Citi Benefits Handbook
The Plan is designed so that your Plan accounts will be distributed to you at retirement or when you leave the Company. However, you may be able to borrow against your Plan accounts while you are working for the Company by taking a loan from the Plan. The basis for granting a loan will be those factors considered by commercial lenders in the business of making similar loans. The Plan Administrator will decide whether to grant the loan based on IRS and Plan rules and its decision will be final. You are required to repay any loan taken from the Plan. When you repay these loans, you repay your account with interest.
The minimum loan amount is $1,000. The maximum is the lesser of:
- 50% of your vested account balances on the date the loan is made or
- $50,000 reduced by the highest outstanding loan balance (if any) in the last 12 months.
The maximum amount available will be determined by considering all of your eligible accounts except for your Money Purchase Plan Account, PAYSOP Account, and QVEC Account, if you have such accounts. Loan amounts will be withdrawn pro-rata across all your investment options at the time you take out your loan.
Any money Citi contributes beginning in 2017 for the 2016 Plan year will not be available for loan purposes (e.g., Company Matching, Fixed, and Transition contributions, plus all earnings). The only money that will be available for loans is the money you contribute to your account and any Company contribution made prior to 2017.
The Plan permits general and residential loans, both of which have a $50 application fee. This fee is non-refundable and will be deducted from your account balance at the time the loan request is processed. This fee will be used to offset the administrative expenses associated with the loan.
- General loans can be repaid over a period of 12 to 60 months.

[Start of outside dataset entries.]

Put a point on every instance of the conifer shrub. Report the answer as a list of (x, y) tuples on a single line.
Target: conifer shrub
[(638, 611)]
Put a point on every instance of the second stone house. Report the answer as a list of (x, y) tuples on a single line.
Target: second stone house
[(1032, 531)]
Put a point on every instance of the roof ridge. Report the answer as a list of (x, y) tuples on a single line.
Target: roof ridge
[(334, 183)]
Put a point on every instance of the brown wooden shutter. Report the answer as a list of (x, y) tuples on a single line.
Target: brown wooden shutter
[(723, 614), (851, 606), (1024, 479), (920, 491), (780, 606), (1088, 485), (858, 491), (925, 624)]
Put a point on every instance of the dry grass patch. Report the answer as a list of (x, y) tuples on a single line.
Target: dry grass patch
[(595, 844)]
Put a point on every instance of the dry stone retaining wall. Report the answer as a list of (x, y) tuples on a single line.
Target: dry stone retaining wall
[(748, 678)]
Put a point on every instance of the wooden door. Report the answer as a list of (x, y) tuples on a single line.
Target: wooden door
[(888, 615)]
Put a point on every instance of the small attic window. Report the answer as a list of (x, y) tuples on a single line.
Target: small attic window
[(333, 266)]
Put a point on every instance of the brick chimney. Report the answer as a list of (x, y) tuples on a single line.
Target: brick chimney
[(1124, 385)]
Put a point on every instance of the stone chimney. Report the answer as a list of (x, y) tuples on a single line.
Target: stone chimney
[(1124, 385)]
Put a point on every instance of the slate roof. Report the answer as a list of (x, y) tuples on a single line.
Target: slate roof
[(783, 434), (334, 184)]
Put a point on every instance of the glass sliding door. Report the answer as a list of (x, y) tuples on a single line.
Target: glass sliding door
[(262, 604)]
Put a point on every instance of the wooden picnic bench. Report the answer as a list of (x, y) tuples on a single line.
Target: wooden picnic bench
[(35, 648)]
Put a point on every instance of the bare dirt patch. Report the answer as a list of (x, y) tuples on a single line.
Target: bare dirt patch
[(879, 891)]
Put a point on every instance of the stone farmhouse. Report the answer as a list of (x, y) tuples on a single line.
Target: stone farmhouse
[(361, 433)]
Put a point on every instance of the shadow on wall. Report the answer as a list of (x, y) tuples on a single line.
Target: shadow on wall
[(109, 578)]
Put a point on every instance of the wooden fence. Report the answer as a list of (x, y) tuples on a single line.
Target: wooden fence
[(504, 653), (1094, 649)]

- Residential loans can be used to purchase your principal residence only and may be repaid over a period of 12 to 240 months. Documentation is required for a residential loan.
You may have two loans outstanding at any time, and only one can be a residential loan. You may not apply for a loan for six months from the date of a hardship withdrawal.
You do not pay income taxes on any money borrowed from the Plan because it is repaid into your Plan account. The interest portion of your payments is not tax-deductible. You may wish to consult a tax adviser before borrowing from the Plan.
You can request a loan by calling the Citi Benefits Center or visiting the Plan's website as instructed under "How to Contact the Plan."